Concernant les garanties pour la sécurité juridique du contribuable, Mme Ben Mlouka a indiqué que l’administration fiscale n’a pas le droit de revérifier la situation fiscale d’un contribuable déjà vérifié. Elle a aussi précisé que les délais de réponse du contribuable ont augmenté alors qu’en parallèle on a institué des délais de réponse pour l’administration fiscale. Parmi les autres nouveautés, la simplification de la suspension d’exécution des arrêtés de taxation d’office et le renforcement de la conciliation entre le contribuable et l’administration fiscale.
Elle recommande, donc, de limiter l’instabilité de la loi fiscale et de militer en faveur de la clarté des textes fiscaux, de réhabiliter la force probante de la comptabilité régulièrement tenue, de limiter la rétroactivité des textes, de poursuivre la modernisation de l’administration fiscale et de renforcer la conciliation entre le contribuable et l’administration fiscale.
Le professeur fiscaliste Habib Ayadi a estimé que ce n’est pas une réforme, mais un ajustement. Pour lui, la société doit être à l’ARP pour changer les choses de l’intérieur, car, selon lui, les députés ne comprennent rien. Il a considéré que le changement a touché les bases communicantes, en allégeant la base et en surchargeant le sommet, le tout sans tenir compte ni de l’inflation ni du temps qui a passé. Pour lui, si on veut réformer la fiscalité, on doit instaurer le respect de la loi, y compris pour l’administration. Il recommande le respect des prescriptions, l’abolition de la rétroactivité et le respect et la protection de l’entreprise. Il faut aussi former des magistrats fiscalistes et il faut que l’administration s’inspire, dans sa modernisation, des autres expériences similaires comme la Suède et le Canada. Il a expliqué que la notion d’impôt a évolué, ce n’est pas une soumission, mais une contribution pour le collectif.

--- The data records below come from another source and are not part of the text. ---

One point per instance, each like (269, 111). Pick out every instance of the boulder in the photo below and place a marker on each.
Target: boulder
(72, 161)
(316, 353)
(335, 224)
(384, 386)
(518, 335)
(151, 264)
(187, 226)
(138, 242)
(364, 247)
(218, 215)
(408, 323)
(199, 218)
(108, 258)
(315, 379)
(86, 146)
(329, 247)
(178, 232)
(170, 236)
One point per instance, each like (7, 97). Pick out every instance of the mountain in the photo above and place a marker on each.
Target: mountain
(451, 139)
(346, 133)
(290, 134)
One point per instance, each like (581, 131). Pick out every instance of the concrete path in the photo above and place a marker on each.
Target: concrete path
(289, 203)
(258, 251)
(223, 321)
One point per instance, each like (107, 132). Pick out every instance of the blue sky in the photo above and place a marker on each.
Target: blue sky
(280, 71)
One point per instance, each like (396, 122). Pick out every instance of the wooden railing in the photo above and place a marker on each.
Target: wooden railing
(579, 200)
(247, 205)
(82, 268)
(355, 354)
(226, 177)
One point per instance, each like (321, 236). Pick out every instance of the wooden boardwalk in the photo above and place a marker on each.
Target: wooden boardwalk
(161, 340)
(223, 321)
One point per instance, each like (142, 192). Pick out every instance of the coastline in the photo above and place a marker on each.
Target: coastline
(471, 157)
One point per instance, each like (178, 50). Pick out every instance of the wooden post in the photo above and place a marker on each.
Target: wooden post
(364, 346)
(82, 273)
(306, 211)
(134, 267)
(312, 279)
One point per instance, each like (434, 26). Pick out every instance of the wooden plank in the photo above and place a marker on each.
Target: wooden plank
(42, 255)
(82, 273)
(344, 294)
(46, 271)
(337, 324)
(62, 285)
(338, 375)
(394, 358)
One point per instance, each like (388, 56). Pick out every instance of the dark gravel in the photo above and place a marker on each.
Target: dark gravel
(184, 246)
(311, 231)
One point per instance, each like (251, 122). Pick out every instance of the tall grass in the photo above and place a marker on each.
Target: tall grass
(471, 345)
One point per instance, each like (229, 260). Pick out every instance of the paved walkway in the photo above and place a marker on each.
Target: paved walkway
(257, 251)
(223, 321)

Concernant l’évasion fiscale, Mme Nemsia a martelé que toutes les parties prenantes doivent contribuer à faire intégrer l’économie informelle à celle formelle. Manel Bondi a rappelé que l’infraction fiscale pénale peut être sanctionnée d’une peine pécuniaire avec une peine privative pouvant atteindre les 3 ans de prison.
L’UTICA se dit pour l’accomplissement du devoir fiscal et le soutien de la réforme entreprise. Ceci dit, cela ne doit pas se faire au dépend des sociétés et la fiscalité ne doit pas devenir une épée de Damoclès qui pèse sur leurs têtes, a affirmé Tawfik Laaribi. L’Etat doit s’attaquer aux fraudeurs et, pour y arriver, il doit disposer d'une administration moderne et efficace.